Jerkbaits will be most effective in water that’s moving, whether in riffles at the heads of pools and stretches, or in moderate currents leading through them. The water can be shallow, but don’t rule out deep holes. You can run small crankbaits through them. Bass aren’t holing up for winter just yet, but some of them like to hang deep in September.
Tease ‘Em On Top
For topwater fishing, slow water is productive in September, as are seams between faster and slower, as well as boils and eddies behind boulders and other obstructions. But that doesn’t necessarily mean you should retrieve slowly. Topwater fishing isn’t limited to shallow water, either. Again, the choice of plug size is open to experimentation, and I know from experience any size might pay off.
I love throwing little ones. My brother Rick once showed me up with his fly rod and panfish poppers during a 2020 South Branch float trip.

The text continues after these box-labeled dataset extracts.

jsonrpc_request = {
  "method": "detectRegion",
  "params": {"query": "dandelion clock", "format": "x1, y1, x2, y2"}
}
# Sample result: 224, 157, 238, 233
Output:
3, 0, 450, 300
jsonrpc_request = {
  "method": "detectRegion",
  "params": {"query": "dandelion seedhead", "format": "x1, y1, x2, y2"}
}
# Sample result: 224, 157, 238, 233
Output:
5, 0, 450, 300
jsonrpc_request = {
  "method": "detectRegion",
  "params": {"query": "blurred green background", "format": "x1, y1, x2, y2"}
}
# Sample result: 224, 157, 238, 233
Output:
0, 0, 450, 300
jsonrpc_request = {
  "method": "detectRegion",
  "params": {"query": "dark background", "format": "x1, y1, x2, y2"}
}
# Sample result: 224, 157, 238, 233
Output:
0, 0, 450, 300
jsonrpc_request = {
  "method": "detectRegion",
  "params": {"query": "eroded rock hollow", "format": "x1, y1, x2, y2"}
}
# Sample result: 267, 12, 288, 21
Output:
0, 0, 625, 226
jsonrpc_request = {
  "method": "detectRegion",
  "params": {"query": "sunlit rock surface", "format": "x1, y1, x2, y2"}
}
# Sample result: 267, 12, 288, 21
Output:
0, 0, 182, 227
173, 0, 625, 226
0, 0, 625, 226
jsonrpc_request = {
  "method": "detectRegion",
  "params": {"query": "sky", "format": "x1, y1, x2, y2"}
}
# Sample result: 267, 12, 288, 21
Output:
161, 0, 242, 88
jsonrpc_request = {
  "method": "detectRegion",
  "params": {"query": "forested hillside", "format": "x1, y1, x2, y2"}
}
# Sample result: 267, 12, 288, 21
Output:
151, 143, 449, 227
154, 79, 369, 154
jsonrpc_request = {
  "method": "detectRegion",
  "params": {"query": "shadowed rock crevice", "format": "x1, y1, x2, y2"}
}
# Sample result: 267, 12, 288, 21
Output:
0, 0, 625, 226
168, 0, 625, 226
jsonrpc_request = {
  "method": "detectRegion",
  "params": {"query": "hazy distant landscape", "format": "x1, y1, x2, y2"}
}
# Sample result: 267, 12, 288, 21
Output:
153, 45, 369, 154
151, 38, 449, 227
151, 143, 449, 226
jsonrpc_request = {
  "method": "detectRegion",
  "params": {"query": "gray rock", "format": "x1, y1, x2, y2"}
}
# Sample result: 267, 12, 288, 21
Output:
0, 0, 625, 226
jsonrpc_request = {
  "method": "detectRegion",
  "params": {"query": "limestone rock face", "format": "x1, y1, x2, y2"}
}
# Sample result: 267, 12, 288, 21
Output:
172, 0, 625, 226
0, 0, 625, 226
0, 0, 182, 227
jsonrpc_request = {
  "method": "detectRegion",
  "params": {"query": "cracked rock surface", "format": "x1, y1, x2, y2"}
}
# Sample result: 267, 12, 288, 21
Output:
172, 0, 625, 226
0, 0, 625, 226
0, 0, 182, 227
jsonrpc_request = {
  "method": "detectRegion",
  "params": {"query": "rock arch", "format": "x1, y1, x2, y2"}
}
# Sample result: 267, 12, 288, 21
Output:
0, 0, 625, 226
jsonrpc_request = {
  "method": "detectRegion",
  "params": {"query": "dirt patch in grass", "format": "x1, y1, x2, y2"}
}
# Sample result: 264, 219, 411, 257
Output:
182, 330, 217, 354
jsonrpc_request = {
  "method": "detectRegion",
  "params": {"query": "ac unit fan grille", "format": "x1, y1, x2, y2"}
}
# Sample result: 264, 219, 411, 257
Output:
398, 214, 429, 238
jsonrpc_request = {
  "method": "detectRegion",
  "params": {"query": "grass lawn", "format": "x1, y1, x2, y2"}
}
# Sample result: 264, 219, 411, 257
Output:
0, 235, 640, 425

But when I refer to little plugs, I mean 1/16-ounce that fish well on my favorite medium-power St. Croix, 5-1/2 feet, and 6-pound test monofilament. I restrain the impulse to buy such plugs just for collection’s sake.
On a little plug cast into the center of a boil at the head of a deep pool, I once hooked a smallmouth of about 17 inches. It dove to the bottom of the pool’s 8-foot depth, turned, and shot straight through the surface, head shaking 3 feet over calm water. The plug flung wide of the commotion by several yards, I reeled in the slack and continued to fish, catching average stream bass. On a different occasion, I fished with a friend reeling with baitcasting gear at moderate speed a huge Whopper Plopper right over the same 8-foot depths. The strike was ferocious, and he put a 19-1/4-inch smallmouth on the gravel.
Do as you like, but you might be surprised if you fish with someone else, because it’s always an individual scheme that pays off. Another angler’s approach might seem absurd until you see a successful result. It’s not anarchy, but collectively, the ways to fish topwaters are more than any one of us knows.
I like to think that September topwater fishing is best early and late in the day, though some will disagree, saying that by now you can tease smallmouths into striking up top all day long. I’m sure they’re right, but it’s not my preference. I do move a plug faster than I would in July, even though I like a surface bite when the surroundings are quiet. I would always throw a topwater at dawn, unless wind were to ruin the tranquility, saving that jerkbait with the chrome finish for the sunlight to come.
We go fishing when we can, but we can fish better when we go…by becoming more aware of differences. September means a lot of options will work, considering that bass are quickly being deprived of summer forage.